Aktualności | News

Droga do KSW 76 – Salahdine Parnasse i Sebastian Rajewski

W starciu wieczoru gali KSW 76 dwóch fantastycznie walczących stójkowiczów zmierzy się z sobą w boju o tymczasowy pas wagi lekkiej. Salahdine Parnasse, mistrz KSW wagi piórkowej, spróbuje swoich sił w wyższej kategorii przeciwko byłemu pretendentowi do tytułu wagi lekkiej, Sebastianowi Rajewskiemu.

Ostatnie bilety na galę KSW 76 dostępne są na eBilet.pl.

Salahdine Parnasse w fenomenalnym stylu kroczy przez świat MMA. Karierę rozpoczął w roku 2015. Do dziś stoczył siedemnaście pojedynków, w których tylko raz musiał uznać wyższość rywala. Zanim wszedł do KSW zdobył tytuł mistrzowski francuskiej organizacji 100% Fight. Już w Polsce rozbijał kolejnych rywali i dotarł na szczy kategorii piórkowej KSW, a na jego biodrach zawisł upragniony pas. W roku 2021 Salahdine zmierzył się z Danielem Torresem i niespodziewanie został przez niego znokautowany. Był to pierwszy i ostatni raz kiedy Parnasse wyszedł z klatki jako przegrany. Po porażce Francuz rozbił Filipa Pejicia, a następnie zrewanżował się Torresowi i odzyskał tytuł. Salahdine ostatni raz walczył podczas gali KSW 68 i w ładnym stylu najpierw rozbił, a potem poddał Daniela Rutkowskiego.

Salahdine od dawna zapowiadał, że chce zostać podwójnym czempionem KSW. Od dawna też chciał zmierzyć się z Marianem Ziółkowskim, mistrzem wagi lekkiej. Ostatecznie panowie zgodzili się na ten bój i mieli stanąć z sobą oko w oko w okrągłej klatce podczas gali KSW 76. Niedługo przed galą Marian Ziółkowski musiał jednak wycofać się z pojedynku, a w jego miejsce wszedł Sebastian Rajewski. Salahdine nie kryje, że nadal jego celem jest Marian i pełnoprawny pas wagi lekkiej, ale teraz skupia się na Sebastianie i zapowiada, że ich pojedynek – jak przystało na dwóch wspaniałych stójkowiczów - będzie świetnym show.

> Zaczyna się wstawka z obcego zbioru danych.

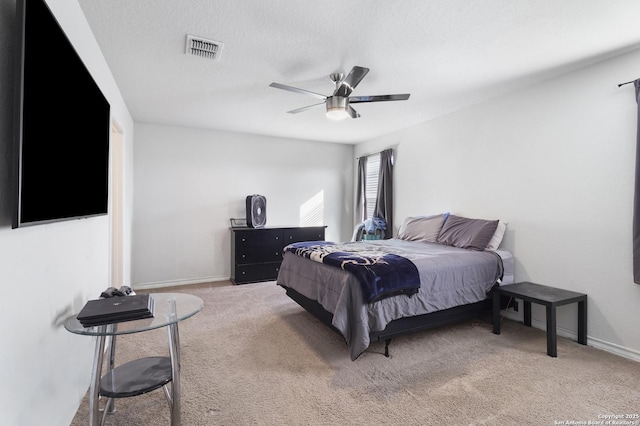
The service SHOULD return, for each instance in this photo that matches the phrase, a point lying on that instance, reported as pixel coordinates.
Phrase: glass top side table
(145, 374)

Sebastian Rajewski słynie ze swoich umiejętności walki w stójce, co zaprezentował fanom już w trakcie pierwszego boju w KSW. Sebastian rozbił wówczas w dominującym stylu Armena Stepanyana i za swój występ został nagrodzony bonusem. Tuż przed wejściem do organizacji Rajewski wygrał dwie walki przed czasem i w obu znokautował rywali wysokim kopnięciem.

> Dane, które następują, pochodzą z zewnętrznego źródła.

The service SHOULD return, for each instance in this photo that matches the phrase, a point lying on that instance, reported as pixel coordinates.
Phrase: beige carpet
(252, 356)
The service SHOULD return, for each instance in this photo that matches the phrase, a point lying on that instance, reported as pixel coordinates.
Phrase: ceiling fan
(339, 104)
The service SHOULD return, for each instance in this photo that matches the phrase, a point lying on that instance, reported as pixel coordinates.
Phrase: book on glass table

Po pierwszym pojedynku w organizacji KSW Sebastian stanął do boju z Filipem Pejiciem i został przez niego znokautowany. Rajewski szybko odbudował się po tej przegranej i w trzech kolejnych pojedynkach udowodnił ponownie jak dobrym zawodnikiem jest. Kolejne wygrane doprowadził go do walki o tytuł mistrzowski. Podczas gali KSW 71 Sebastian zmierzył się z Marianem Ziółkowskim i postawił mistrzowi bardzo trudne warunki. Ostatecznie jednak przegrał pojedynek na punkty, choć nie brakowało głosów, które w roli zwycięzcy widziały właśnie jego.

Przed pojedynkiem z Salahdinem Sebastian zapowiada efektowny bój w stójce i jest przekonany, że jeśli tylko nadarzy się okazja, pośle Francuza na deski. Jak jednak ostatecznie potoczy się mistrzowska konfrontacja? Przekonamy się już 12 listopada podczas gali KSW 76 w Grodzisku Mazowieckim.